Thursday, November 11, 2010

"Deliverance" and "The Wilding"

Benjamin Percy's new novel, "The Wilding," looks like one to watch, and it's good to see him acknowledge so openly his debt to the work of James Dickey. An excerpt from Percy's interview on the Powell's Books Blog:

Percy: Well, the novel is in so many ways about animalistic impulses. Every character is struggling with this inner wilding, and in some cases it boils over. It manifests itself most obviously in the character of Brian, who in donning this hair suit becomes almost lycanthropic. Then there are more subtle examples such as with Karen, where she's stepping outside the boundaries of marriage and wrestling with sexual impulses that might lead her away from her family. This is an idea that parallels some of what we see in James Dickey's Deliverance. This year marks the 40th anniversary of that novel, and it's one of the most important books in my library. I modeled The Wilding in many ways after it.

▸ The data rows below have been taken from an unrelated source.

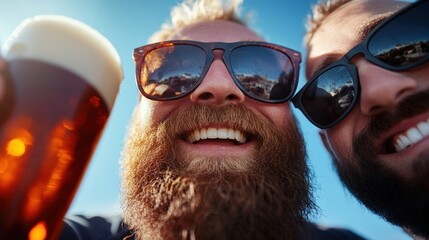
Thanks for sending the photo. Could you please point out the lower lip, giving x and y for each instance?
(217, 147)
(410, 152)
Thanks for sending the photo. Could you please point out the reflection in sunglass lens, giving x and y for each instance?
(171, 71)
(263, 72)
(329, 96)
(404, 40)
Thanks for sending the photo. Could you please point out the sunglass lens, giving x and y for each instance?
(264, 73)
(171, 71)
(330, 96)
(403, 41)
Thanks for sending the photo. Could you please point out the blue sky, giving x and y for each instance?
(128, 24)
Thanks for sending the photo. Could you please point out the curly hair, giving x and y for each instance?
(193, 11)
(320, 12)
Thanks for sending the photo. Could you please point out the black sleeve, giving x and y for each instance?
(317, 232)
(79, 227)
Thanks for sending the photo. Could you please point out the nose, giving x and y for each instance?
(381, 89)
(217, 87)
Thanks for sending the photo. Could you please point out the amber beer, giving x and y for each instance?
(62, 80)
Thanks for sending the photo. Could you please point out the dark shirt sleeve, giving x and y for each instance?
(318, 232)
(80, 227)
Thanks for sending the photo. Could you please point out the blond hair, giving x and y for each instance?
(193, 11)
(320, 12)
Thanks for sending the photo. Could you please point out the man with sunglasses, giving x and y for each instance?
(368, 91)
(213, 151)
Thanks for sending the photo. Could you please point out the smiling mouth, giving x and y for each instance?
(404, 140)
(234, 135)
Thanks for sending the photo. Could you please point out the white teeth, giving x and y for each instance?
(211, 133)
(222, 133)
(216, 133)
(423, 128)
(411, 136)
(231, 134)
(203, 133)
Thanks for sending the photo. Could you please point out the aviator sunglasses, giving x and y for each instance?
(398, 43)
(173, 69)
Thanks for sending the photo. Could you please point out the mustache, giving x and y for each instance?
(201, 116)
(409, 107)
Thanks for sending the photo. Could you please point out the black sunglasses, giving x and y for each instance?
(398, 43)
(173, 69)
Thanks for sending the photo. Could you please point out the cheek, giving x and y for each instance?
(156, 111)
(340, 137)
(277, 113)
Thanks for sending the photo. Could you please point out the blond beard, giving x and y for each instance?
(265, 195)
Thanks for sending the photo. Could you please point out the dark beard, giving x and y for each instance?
(163, 199)
(404, 202)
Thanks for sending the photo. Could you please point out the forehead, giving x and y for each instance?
(216, 31)
(344, 28)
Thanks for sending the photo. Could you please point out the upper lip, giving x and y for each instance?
(406, 133)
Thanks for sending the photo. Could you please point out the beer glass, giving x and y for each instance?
(62, 78)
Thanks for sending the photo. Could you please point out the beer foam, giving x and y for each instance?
(72, 45)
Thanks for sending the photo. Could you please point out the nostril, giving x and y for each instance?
(231, 97)
(205, 96)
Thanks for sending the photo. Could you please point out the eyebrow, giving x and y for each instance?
(369, 25)
(363, 31)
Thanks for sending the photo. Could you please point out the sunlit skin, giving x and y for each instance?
(381, 89)
(217, 89)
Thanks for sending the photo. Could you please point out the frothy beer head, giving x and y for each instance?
(72, 45)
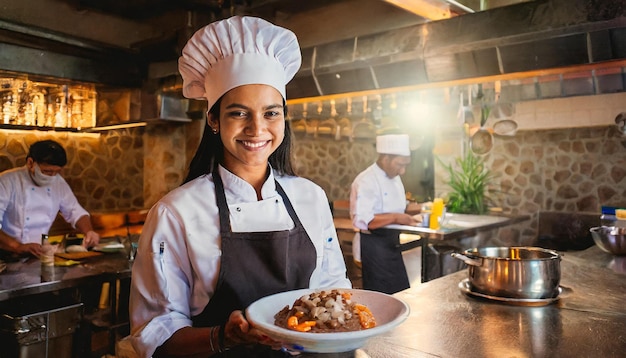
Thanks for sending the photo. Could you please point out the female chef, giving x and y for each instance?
(243, 226)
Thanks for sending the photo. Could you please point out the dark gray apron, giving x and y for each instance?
(383, 269)
(255, 265)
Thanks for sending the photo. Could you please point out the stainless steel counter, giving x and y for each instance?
(588, 319)
(28, 276)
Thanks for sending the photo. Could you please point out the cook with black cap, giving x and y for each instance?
(242, 226)
(378, 199)
(31, 196)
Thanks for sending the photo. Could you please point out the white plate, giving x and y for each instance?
(388, 311)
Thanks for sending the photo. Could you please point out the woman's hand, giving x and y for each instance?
(406, 219)
(238, 331)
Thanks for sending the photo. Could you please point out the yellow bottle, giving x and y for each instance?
(435, 214)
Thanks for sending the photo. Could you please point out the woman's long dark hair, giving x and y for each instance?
(210, 151)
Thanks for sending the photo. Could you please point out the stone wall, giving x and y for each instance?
(333, 165)
(571, 170)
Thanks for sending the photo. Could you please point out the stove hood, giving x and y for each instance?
(528, 36)
(525, 37)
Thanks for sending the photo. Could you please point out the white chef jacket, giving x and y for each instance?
(178, 260)
(28, 210)
(373, 192)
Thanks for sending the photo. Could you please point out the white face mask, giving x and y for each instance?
(42, 179)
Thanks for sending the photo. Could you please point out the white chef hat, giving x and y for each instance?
(237, 51)
(395, 144)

If you look at Deliverance, it's one of the central themes that Dickey is trying to explore as well.
I didn't set out to write about animal instinct. I didn't set out to write about the clash between wilderness and civilization. I never set out with a theme in my mind. I begin with images in mind, with characters in mind, and the themes rise up organically. It's at first an instinctual process for me, and then it becomes more intellectual as I go through draft after draft. Dickey's Deliverance and its furry, toothy core became kind of a model for this work.